The harvest glowed with a foul light, the grains as stiff as a rock. Yet as dense as the wheat was, I observed the bladed centurions cutting through it with little effort and carrying them off to a set of depositories near the entrance. While no doubt the blades of these machines would make short work of flesh and armor, my men nevertheless valiantly served as a distraction as I made my escape. Perhaps if I had more time, or more men, I could carry the heavy wheat over to the depository, and sate whatever freakish endeavors the Dwarves had begun.
Spring greeted me with a splash of color as beautiful flowers were scattered across the halls of metal and stone. There were even animals sauntering about, feeding off the vegetation warmed by the artificial light. Unfortunately, our journey through this horrific sight of beauty was soon delayed by a most peculiar obstruction.

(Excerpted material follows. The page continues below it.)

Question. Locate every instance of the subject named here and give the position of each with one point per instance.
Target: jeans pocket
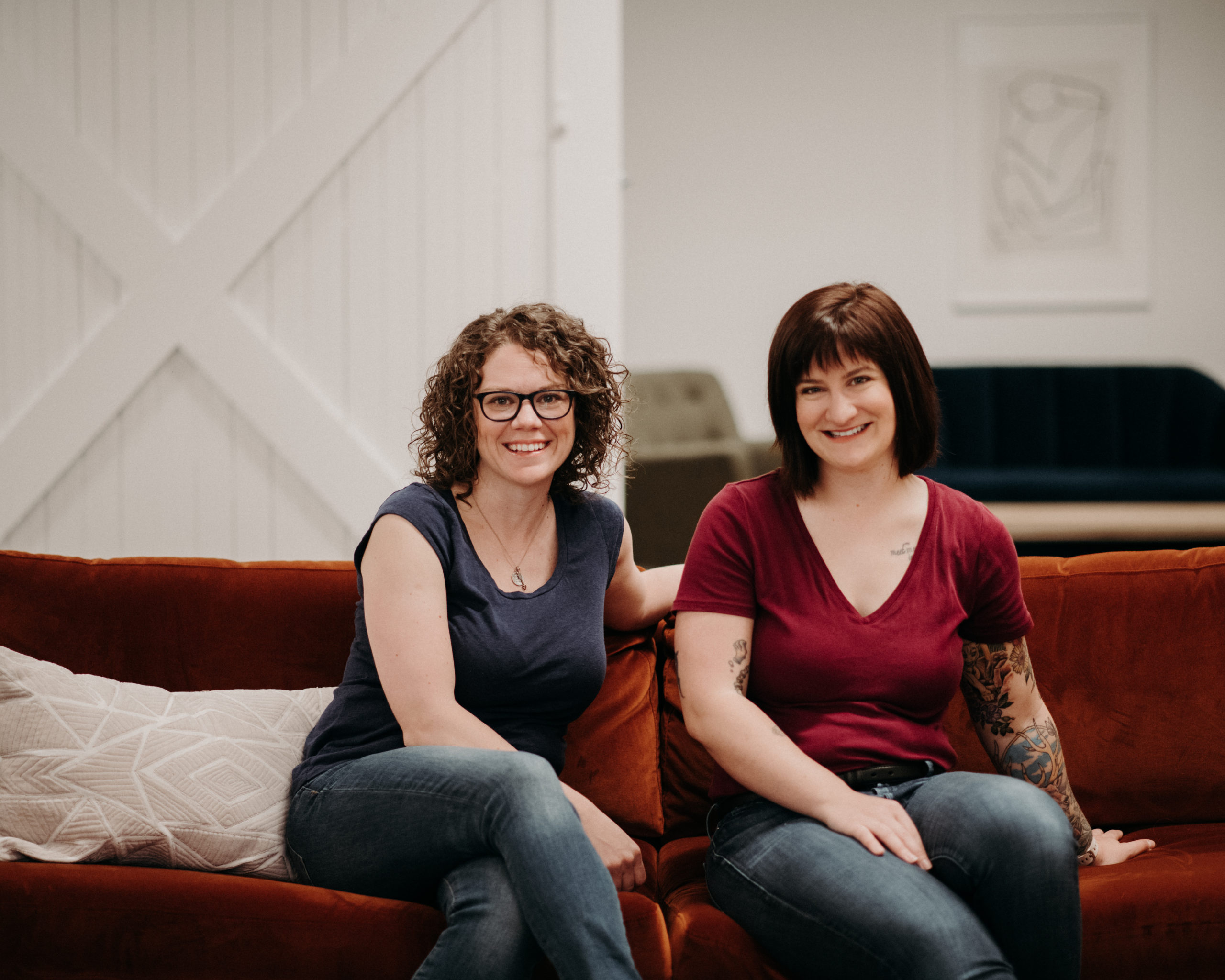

Thick, gnarled roots blocked the passageways, halting our progress. Perhaps the Dwemer had found nature to be cumbersome, and saw spring as nothing more than a season of suffering. While the mercenaries labored to cut through the bark, my strong perception allowed me to notice strange spriggans shambling through the artificial forests. As I brushed aside it, the roots quivered, as if their tendrils were an extension of the forest creature. Were these spriggans the tenders of the gardens, or just a consequence of its existence? Regardless, if we could somehow sever the connection between the spriggans and the roots, we might find a way deeper into the ruins.
Summer was a maze of tunnels and pipes, and no doubt centuries of neglect had left the place in a state of pure chaos. Lava spewed from every stone orifice I could see, and unbearable heat made for a precarious journey, causing many of the lesser mercenaries to turn back to cooler times. But the Dwemer had predicted such superheat, for this unbearable weather was undoubtedly what summer meant to them.
As I pulled myself through the swelter, I noticed repair spiders darting to and fro, lowering bridges that granted access to side sections of the chamber. It seems that within each section is a service waypoint that releases some sort of magical coolant, reducing the heat from impossible to merely annoying. Perhaps if I could find a way to direct the spiders to the various waypoints in the area, I could drop the temperature to a more manageable level.
Winter was, not to my surprise, home to a great indoor blizzard and what the mercenaries thought of as artificial stone mountains. Yet they were not mountains, but great towering silos of frozen water. And the cold! Not even the highest mountains compared to such chills, and we were soon trading furs amongst ourselves to keep warm!
It became clear that to progress through this area, I would need to dive through the unfrozen waters that surrounded the towers, snaking up and around the structure like the ice wraiths that call this place home. As clever a solution as any solution thought up by me, but not one I could risk at the moment. Perhaps when we return to this ruin, I can find someone less important to brave it.